Victim Catherine McArdle said she pressed the panic button and swore at a man, who looked like a Goth.
She recognised him as a customer and even went to get his brand of tobacco as he came in, she said.
Giving evidence Mrs McArdle, 69, said: “God forgive me, but I told him to p*** off.”
The robber ran out of The Centre Point Store in Buckley, when the alarm sounded in January 2012, she said.
Mrs McArdle said she was working alone at the time and did not believe the man would have tried to rob her if it was someone younger on duty.
He entered the store with his hood up, he stood with his back towards her, showed her a knife, placed a plastic bag on the counter and told her to fill it with money and tobacco.
Mrs McArdle later picked Morgan out during a video identification procedure.

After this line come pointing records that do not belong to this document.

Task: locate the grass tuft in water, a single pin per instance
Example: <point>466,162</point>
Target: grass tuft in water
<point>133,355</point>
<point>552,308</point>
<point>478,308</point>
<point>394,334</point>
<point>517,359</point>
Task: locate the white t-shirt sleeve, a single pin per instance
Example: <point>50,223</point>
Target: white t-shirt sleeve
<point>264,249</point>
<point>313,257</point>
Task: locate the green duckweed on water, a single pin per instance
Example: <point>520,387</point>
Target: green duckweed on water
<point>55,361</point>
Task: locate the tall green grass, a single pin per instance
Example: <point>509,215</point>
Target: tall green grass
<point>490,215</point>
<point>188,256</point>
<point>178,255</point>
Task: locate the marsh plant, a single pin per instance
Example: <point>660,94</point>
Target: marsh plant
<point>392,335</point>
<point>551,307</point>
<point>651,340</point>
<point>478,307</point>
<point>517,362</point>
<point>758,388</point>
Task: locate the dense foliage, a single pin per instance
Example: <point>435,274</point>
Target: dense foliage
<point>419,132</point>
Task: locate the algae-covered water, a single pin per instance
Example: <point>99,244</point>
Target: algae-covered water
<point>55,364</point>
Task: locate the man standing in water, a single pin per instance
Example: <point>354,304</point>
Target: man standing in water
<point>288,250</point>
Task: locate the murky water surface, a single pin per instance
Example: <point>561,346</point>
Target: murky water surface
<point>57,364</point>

She said it was over in 20 seconds and agreed that she would have seen his face for 10 seconds, but she had no doubt that she had picked the right man.
Mr Downey suggested she had made a mistake and had wrongly identified a customer as the perpetrator.
He said his client did not use the tobacco Mrs McArdle had attributed to him.
Morgan, who had lived at various addresses in Buckley but was now living in Pantymwyn, said it was not him.
Giving evidence Morgan said that while the would-be robber was said to have a clear complexion he had suffered with spots since he was aged 14.
At the time of the attempted robbery he was living in Buckley and the first he knew he was being accused of attempted robbery was when he was arrested at a friend’s house in the town in May 2012.
At the time of the robbery he had been at the house and was communicating with his girlfriend on Twitter.
He had not been in the shop for about a year before, he said, and claimed he had been banned for buying cigarettes for under age youngsters. Before then he had been a regular customer.
The complainant had described him as a Goth but Morgan said he had never had his nails painted black as described. Asked about his hair, he said he did dye his hair brown or black.
He would not describe himself as a Goth, he said although he knew a couple of people who looked like Goths.
Emmalyne Downing, prosecuting, produced a photograph of the defendant at the time of the offence two years ago and said it showed he had a clear complexion apart from a couple of spots, and he had his hair in a bob as described by the complainant.
The description of the knifeman did fit him at the time, she said.
But Morgan said that he could bring half a dozen other people who looked like him in Buckley.
He agreed he had moved between the date of the robbery and his arrest but denied he had got rid of a brown anorak during that time.